Devo admitir minha crescente admiração por cabelos. Seria uma cabelofilia, capilofilia, o quê? Estudo grego e não sei. Enfim, hoje novamente fui vítima dessa minha paixão após despedir-me de duas amigas que embarcavam em seu ônibus no terminal da estação de metrô, quando saí em direção ao ponto de minha condução.
Uma mulher com uma jaqueta azul se apressava alguns metros adiante em direção ao que me pareceu ser meu ônibus; mas o que eu vi mesmo foi o movimento dos cabelos, uma cascata densa de cachos muito enrolados de negros cabelos de negra, que lhe caíam até o meio das costas, cascata que dançava com o andar da moça. Meus olhos em fascínio, o queixo caído, apertei meu passo para conseguir entrar no mesmo ônibus, que de fato era o meu, e obtive sucesso.
Minha primeira vontade, após entrar em seguida à moça, foi a de mergulhar o rosto em seus cabelos. Quis pedir para que me deixasse tocá-los, quis dizer-lhe que eram a coisa mais bonita que eu já vira em tanto tempo, que seus cachos venciam facilmente mesmo os longos cabelos castanhos de minha sempiterna Capê. Quase me atrevi a falar com ela, mas o máximo que consegui foi intrometer-me no diálogo que ela principiara com o motorista a respeito dos horários dos ônibus, antes de ele dar partida no motor; entretanto, ela não se dirigiu a mim em momento algum, apesar de eu ter criado situações favoráveis a isso.
Ela tinha também a beleza de seus cabelos no corpo e no rosto, a beleza negra que pouco ou nada se rendera aos traços europeus das miscigenações. Certa vez ela mudou o braço com que se segurava e, nesse momento, brevemente nos olhamos, e resta-me ainda agora a desconfiança de que nessa viagem de ônibus estive acompanhado de deusa pagã da beleza e da paixão e dos encantamentos e dos cabelos. Sei que fui desonesto ao fazer isto, mas utilizei meu celular para tentar filmá-la e ter sua recordação por muito tempo. Quando, contudo, fui ver o vídeo, agora há pouco, descobri que de nada me servirá, porque a gravação mal a mostra direito; eis que agora me pergunto se não havia mesmo algo de místico nela, por ter-me tanto assim enlevado e por não ter conseguido filmá-la, apesar de ter boas condições de luz e posição para fazê-lo bem. Perdida assim a prova desse encontro, não poderei mostrar nada a meus amigos para que acreditem quando eu disser ter visto o mais belo dos cabelos.
E foi assim que hoje, mais uma vez, me apaixonei.

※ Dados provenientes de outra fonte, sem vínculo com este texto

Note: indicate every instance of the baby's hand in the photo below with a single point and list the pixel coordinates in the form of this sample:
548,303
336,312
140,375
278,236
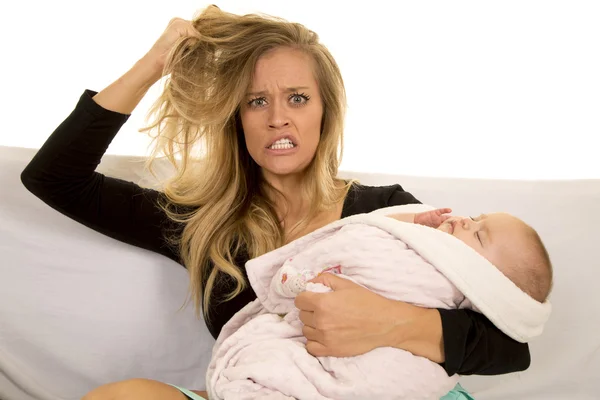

segunda-feira, 12 de agosto de 2013

Outra crônica de minhas paixões

           Hoje de manhã, fui comprar dois cafés, um para mim e um para uma amiga, pois disse ela que devemos oferecer uma bebida quente para uma pessoa amiga que esteja triste, como ela estava.
           Comprei a ficha e fomos ao balcão. Chegou a moça e ofereceu seu atendimento; respondi:
           - Dois mocaccinos.
           Alguma coisa engraçada havia acontecido no processo, não me lembro o quê: ou eu gaguejei, ou ela falou algo errado, ou as duas coisas, não sei. Nesse nosso breve diálogo, ela abriu um sorriso muito bonito e verdadeiro, daqueles quando a outra opção seria segurar um riso de constrangimento mútuo. O impacto que esse sorriso causou é justamente o motivo por eu não me lembrar direito por que nós sorrimos um para o outro - meu sorriso em retribuição nascera de imediato, logo após o dela.
           Enquanto ela se afastava para pegar os cafés, virei para minha amiga, que, disse ela posteriormente, me observava e já suspeitava do que eu iria dizer. Minhas feições eram de uma tola alegria. Eu disse:
           - Acabo de me apaixonar pela moça da lanchonete.
           - Eu sei! Na hora que ela riu eu já percebi pela sua carinha! - ela respondeu.
           Caímos na gargalhada. Ela me conhece muito bem.

domingo, 4 de agosto de 2013

Zelda

Depois de muitos anos jogando muitos Zeldas, e agora tendo terminado novamente o Ocarina of Time, só posso reafirmar que este é o melhor de todos os jogos que já joguei. Merece remakes até o final dos tempos ...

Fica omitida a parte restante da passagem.